UPDATE: CO gov says time to talk gun control

DENVER — Five months after a movie theater massacre in suburban Denver shocked the nation, Colorado’s Gov. John Hickenlooper now says “the time is right” for state lawmakers to consider gun control measures.

The Democratic governor has until now resisted calls to review state gun laws after the shootings in Aurora. Hickenlooper upset some in his party when he said last summer that stricter laws would not have prevented the massacre.

In an interview with The Associated Press Wednesday, Hickenlooper said enough time has passed since the tragedy and that the legislative session in January would be an appropriate time to take up a debate gun control measures.

Here are highlights from Wednesday’s Associated Press interview with Gov.

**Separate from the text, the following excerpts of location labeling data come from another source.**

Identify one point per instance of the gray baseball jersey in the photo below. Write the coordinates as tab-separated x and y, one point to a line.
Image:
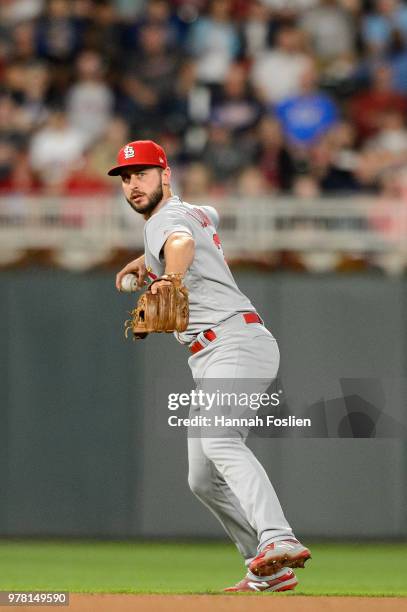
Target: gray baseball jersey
213	293
223	473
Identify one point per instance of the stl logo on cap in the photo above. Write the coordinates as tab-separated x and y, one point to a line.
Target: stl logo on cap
128	152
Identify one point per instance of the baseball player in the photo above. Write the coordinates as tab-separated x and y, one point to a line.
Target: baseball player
227	340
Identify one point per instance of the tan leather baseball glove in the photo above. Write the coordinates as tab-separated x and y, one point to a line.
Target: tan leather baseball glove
165	311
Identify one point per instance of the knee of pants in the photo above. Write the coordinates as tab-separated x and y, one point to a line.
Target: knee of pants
200	483
220	449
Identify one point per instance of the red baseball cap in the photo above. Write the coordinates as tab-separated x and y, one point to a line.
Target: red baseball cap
139	153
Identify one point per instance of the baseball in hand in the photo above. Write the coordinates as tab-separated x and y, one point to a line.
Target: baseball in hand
129	283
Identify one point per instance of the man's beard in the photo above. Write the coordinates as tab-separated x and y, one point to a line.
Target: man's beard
152	201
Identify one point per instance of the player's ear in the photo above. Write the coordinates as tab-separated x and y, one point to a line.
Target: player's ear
166	176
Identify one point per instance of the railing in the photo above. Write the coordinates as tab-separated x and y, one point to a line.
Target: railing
247	227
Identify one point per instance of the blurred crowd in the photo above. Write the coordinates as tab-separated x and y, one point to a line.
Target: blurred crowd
248	97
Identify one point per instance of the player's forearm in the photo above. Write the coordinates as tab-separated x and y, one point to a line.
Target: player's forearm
179	252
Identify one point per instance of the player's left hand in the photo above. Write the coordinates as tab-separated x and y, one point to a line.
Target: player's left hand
158	284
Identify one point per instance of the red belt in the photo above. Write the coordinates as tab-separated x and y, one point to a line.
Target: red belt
209	334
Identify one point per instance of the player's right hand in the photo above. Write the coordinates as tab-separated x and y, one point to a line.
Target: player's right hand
136	267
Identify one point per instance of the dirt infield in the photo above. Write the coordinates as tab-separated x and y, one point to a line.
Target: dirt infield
229	603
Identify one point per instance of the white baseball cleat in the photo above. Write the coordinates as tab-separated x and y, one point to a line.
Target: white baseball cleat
275	556
287	581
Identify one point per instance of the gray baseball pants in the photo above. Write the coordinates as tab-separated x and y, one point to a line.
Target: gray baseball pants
223	472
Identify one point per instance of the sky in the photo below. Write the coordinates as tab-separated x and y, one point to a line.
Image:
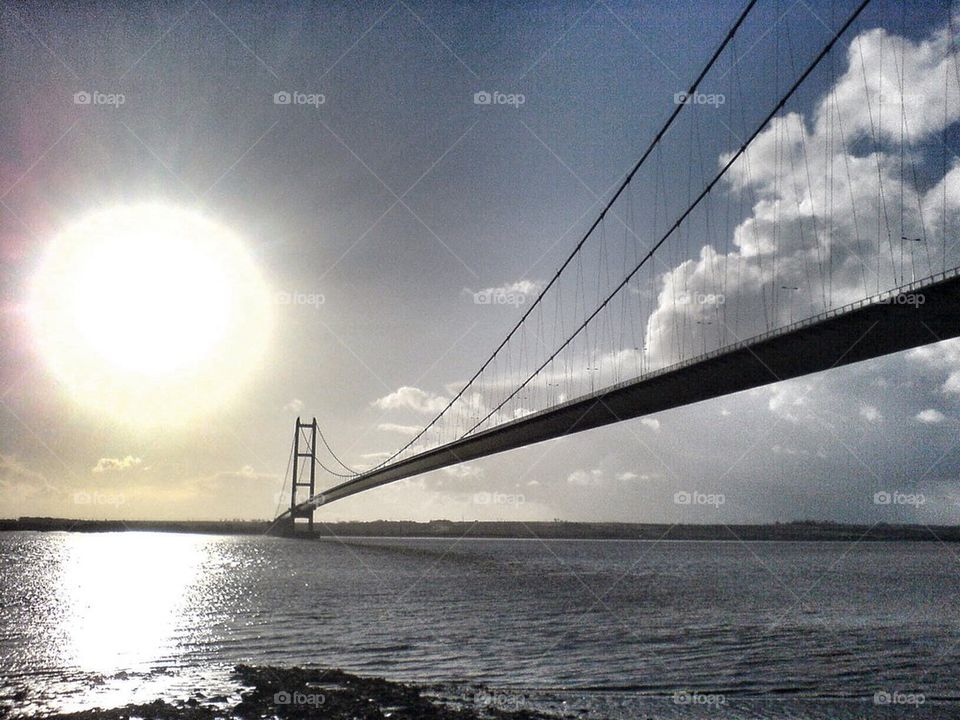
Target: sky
373	206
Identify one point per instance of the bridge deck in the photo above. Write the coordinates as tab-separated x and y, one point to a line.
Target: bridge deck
867	329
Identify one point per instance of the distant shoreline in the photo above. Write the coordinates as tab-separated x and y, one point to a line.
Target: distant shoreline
791	531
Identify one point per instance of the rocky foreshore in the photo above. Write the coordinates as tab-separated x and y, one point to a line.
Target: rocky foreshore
267	692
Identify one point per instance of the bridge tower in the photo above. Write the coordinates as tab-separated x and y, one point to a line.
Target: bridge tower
304	463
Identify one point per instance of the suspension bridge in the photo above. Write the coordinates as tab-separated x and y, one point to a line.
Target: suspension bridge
814	233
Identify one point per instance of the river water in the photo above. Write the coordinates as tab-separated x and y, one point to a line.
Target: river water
604	629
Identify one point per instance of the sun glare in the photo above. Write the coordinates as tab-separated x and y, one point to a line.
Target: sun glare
150	313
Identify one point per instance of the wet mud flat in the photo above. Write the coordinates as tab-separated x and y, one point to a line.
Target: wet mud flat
268	692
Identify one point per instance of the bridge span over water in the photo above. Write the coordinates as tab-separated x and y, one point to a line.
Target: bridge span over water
794	248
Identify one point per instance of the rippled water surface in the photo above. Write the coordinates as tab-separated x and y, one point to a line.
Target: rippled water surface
612	628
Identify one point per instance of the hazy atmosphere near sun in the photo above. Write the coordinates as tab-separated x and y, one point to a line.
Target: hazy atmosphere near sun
372	208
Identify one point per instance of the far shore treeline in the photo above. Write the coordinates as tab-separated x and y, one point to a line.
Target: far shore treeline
797	530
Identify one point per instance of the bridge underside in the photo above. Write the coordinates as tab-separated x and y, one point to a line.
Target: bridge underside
848	335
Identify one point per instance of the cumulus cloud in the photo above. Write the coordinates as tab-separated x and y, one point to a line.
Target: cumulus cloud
774	273
944	357
116	464
930	416
586	478
870	414
295	405
411	398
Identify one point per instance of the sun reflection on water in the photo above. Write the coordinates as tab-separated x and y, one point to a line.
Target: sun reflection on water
124	602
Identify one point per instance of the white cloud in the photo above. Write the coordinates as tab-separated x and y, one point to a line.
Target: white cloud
870	414
585	478
784	239
295	405
931	416
116	464
411	398
944	357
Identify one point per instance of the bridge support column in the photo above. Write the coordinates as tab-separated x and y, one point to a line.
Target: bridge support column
304	472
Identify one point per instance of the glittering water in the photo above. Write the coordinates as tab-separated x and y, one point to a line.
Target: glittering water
611	628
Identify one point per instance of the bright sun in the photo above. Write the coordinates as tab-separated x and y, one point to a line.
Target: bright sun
150	313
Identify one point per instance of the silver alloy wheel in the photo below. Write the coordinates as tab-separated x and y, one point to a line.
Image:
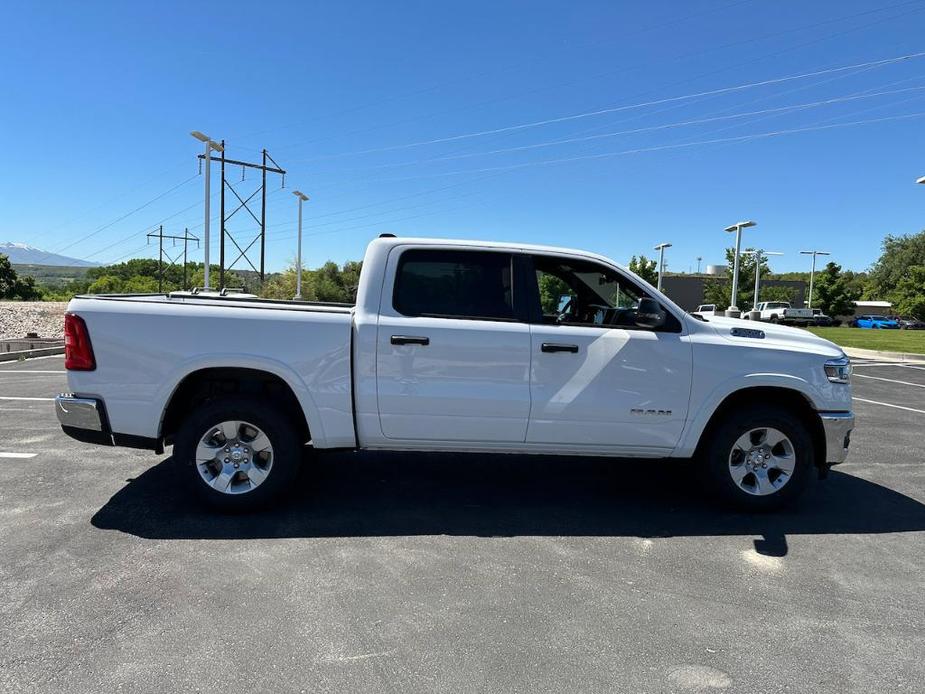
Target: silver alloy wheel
234	457
762	461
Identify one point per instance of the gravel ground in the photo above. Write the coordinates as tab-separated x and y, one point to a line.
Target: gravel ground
43	317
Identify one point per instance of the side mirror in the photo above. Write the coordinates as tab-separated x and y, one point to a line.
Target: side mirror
649	314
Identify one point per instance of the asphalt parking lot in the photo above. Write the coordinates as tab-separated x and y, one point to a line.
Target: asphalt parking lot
395	572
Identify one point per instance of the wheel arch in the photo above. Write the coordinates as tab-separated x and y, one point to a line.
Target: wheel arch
208	383
791	399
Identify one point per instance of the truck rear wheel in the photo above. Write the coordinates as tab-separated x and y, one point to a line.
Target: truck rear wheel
760	458
238	454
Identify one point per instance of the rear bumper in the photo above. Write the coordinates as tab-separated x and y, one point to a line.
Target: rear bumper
838	427
84	419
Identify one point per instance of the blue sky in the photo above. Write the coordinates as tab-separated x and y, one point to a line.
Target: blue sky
99	100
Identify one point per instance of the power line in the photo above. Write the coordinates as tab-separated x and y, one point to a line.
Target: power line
615	109
639	150
652	128
750	40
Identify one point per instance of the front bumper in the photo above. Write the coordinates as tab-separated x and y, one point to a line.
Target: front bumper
837	427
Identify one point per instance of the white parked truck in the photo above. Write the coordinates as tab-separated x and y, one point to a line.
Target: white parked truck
782	312
456	346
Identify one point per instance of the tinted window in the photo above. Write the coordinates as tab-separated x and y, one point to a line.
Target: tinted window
580	292
458	284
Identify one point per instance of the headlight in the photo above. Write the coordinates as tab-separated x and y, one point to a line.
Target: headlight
838	370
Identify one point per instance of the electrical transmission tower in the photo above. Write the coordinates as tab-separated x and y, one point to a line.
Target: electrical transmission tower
160	236
245	252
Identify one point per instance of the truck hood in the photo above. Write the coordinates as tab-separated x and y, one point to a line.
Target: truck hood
782	336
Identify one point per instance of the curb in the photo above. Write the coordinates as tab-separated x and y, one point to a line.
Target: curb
884	356
28	353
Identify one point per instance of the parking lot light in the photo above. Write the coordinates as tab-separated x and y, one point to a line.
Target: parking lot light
737	228
207	157
298	257
661	262
812	273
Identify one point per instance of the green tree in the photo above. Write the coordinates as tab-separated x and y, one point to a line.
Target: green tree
551	290
645	268
900	253
909	296
12	286
832	292
330	282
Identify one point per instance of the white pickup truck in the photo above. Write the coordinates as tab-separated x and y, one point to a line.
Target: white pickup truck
456	346
782	312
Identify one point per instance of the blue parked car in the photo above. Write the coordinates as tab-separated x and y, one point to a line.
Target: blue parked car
876	323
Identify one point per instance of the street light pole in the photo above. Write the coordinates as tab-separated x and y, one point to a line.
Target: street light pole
298	257
759	254
661	262
812	273
733	311
210	145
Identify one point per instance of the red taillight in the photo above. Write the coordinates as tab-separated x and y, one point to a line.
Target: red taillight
78	352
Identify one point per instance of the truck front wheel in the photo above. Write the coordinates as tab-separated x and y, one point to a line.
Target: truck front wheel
238	453
760	458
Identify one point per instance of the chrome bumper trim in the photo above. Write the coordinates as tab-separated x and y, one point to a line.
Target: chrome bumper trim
79	413
838	427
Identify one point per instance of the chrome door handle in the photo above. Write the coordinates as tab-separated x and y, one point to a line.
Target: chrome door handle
559	347
410	340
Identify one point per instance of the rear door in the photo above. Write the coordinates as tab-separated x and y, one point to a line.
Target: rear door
598	380
452	360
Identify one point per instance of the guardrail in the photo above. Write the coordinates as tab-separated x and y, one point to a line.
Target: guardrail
26	348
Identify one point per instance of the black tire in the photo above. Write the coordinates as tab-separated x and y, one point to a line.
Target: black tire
715	458
278	427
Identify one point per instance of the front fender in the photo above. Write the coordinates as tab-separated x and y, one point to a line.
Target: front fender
701	414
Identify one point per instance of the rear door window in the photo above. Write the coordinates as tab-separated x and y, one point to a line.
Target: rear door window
454	284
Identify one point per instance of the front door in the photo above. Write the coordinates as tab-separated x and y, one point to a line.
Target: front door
598	380
452	362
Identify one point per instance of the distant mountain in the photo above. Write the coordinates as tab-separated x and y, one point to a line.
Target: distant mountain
23	254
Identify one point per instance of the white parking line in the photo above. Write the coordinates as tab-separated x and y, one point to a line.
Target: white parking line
7	397
31	359
891	380
886	404
31	371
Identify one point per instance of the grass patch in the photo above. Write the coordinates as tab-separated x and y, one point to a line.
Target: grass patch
886	340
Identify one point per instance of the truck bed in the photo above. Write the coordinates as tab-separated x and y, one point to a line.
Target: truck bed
146	344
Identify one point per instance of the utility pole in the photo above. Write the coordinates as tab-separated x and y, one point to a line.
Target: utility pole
760	255
298	256
210	145
244	203
661	262
733	311
812	273
161	254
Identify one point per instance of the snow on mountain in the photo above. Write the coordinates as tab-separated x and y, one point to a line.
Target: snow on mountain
24	254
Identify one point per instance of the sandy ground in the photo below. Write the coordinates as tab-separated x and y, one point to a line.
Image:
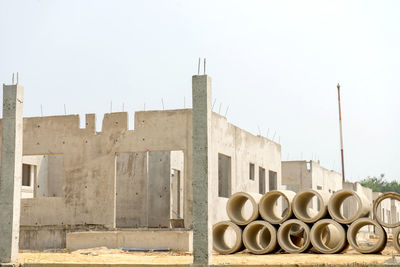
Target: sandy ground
114	256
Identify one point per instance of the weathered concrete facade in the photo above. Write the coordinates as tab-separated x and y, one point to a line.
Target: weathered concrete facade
11	172
77	179
299	175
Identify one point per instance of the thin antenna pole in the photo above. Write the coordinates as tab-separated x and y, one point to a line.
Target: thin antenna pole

John Hickenlooper.

—On where he stands on repealing the death penalty, if legislation comes up:
“I wrestle with this, right now, on a pretty much daily basis because we are in a position where we have a couple of death row inmates that are going to come up and I haven’t come to a conclusion.”

—On whether his civic engagement initiative, “TBD Colorado,” will result in tax increases:
“I think it’s still premature to say that we’re going to the ballot with a tax increase in 2013, or 2014, or 2015,” he said.

—On Medicaid eligibility under federal health care law, Hickenlooper said he wants lawmakers to look at legislation to control costs to help pay for Medicaid expansion:
“Again, what we’re trying to do is tie it to controlling costs, which we think could happen fairly rapidly. It could easily be in the early stages of the session.”

—On hydraulic fracturing:
“I think we’re going to continue to have issues around oil and gas exploration. We’re trying to deal with that in rulemaking so that there won’t be legislation. I think we’ve made a lot of progress.”

—On fiscal cliff negotiations, Hickenlooper said nearly every area of the state budget would be impacted if no deal is reached, but social services would be hurt most:
“But I think ultimately when you come back, it’s human services, it’s public health, it’s those social services issues. It would be tough.”